Build a Memory-Enhanced Knowledge Base Q&A Assistant

Combine long-term memory with a knowledge base to move beyond “one-size-fits-all” retrieval results—deliver personalized, more accurate answers based on each user’s background and preferences, and turn your knowledge base into a consultant that truly understands you.

1. Overview

In AI application development, building a Q&A assistant that can understand context and remember historical interactions has always been a core requirement. Traditional large language models are powerful, but they lack long-term memory—every conversation starts over as if the model has “amnesia.” RAG (Retrieval-Augmented Generation) can retrieve relevant knowledge, but it still can’t truly “remember” user preferences or past interactions.

MemOS provides a complete memory operating system ecosystem that gives AI applications real long-term memory. With a MemOS-powered knowledge base, you can provide contextual information to an LLM via prompts, enabling more accurate and personalized responses. This experience is significantly better than chatting with a generic LLM on the public internet.

1.1 MemOS Memory Layer vs RAG: Key Differences

The core issue with traditional RAG is: it is stateless. Each query is independent. The system can only retrieve static knowledge based on semantic similarity, but it cannot remember “who you are,” “what you said before,” or “what you prefer.” It’s like a librarian with amnesia—every time you walk in, they have to ask your needs from scratch, and they can’t personalize recommendations based on your reading history.
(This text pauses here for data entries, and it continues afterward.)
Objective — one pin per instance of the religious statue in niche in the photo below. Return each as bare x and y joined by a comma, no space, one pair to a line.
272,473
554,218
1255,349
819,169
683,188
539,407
The core value of the MemOS memory layer is: it gives AI applications long-term memory. It can not only retrieve knowledge, but also understand relationships, time, and preferences, and connect the current question with historical memory—so it searches and uses knowledge “with background.” As users keep interacting, MemOS continuously evolves and updates memory from conversation content, enabling the knowledge base to iterate and “self-evolve.”
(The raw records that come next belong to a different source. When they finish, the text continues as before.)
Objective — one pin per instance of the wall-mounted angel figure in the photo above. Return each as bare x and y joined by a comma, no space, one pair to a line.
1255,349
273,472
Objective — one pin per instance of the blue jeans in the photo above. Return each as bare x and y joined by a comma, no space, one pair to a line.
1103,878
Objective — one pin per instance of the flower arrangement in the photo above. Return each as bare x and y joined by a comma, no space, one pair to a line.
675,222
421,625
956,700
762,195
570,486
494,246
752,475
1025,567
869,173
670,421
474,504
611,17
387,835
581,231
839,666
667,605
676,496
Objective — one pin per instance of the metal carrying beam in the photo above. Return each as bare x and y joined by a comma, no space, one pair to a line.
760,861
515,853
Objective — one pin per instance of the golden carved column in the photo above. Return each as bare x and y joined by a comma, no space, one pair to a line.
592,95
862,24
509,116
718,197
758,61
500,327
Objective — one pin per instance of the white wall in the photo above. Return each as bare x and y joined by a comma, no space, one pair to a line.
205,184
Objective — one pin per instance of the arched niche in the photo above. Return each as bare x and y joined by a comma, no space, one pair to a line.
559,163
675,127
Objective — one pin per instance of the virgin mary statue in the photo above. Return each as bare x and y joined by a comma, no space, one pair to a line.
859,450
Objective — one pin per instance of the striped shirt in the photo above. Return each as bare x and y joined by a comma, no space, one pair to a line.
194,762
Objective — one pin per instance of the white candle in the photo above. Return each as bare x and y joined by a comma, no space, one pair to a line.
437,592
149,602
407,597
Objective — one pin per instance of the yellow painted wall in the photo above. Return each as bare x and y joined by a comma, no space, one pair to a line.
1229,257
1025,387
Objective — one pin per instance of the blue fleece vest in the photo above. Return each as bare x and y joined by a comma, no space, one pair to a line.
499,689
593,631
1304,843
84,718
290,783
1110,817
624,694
Dimension	Traditional RAG	MemOS Memory Layer
Memory capability	Can retrieve, cannot remember — retrieves static knowledge by vector similarity; cannot dynamically record user interaction history	Dynamic memory — automatically captures, stores, and manages conversation history and user behavior
Personalization	Lacks personalization — cannot adjust answers based on the user’s past behavior	Personalized experience — provides tailored answers based on historical preferences
Context management	Fragmented context — hard to manage related info across multi-turn conversations	Intelligent association — builds relationships between memories through semantic understanding
Knowledge updates	Hard to update — adding new knowledge often requires rebuilding vector indexes	Real-time updates — supports incremental memory updates and priority management

1.2 Real-World Scenario Comparison: Enterprise Knowledge Base Assistant

Let’s look at one real business scenario to clearly see the difference between RAG and MemOS:

DAY 1 Employee asks: My computer is a MacBook Pro 13-inch with an Intel chip. How do I install the company intranet proxy?
DAY 1 The assistant provides Intel-version installation steps.
DAY 20 Employee asks: The intranet proxy stopped working—what version should I reinstall?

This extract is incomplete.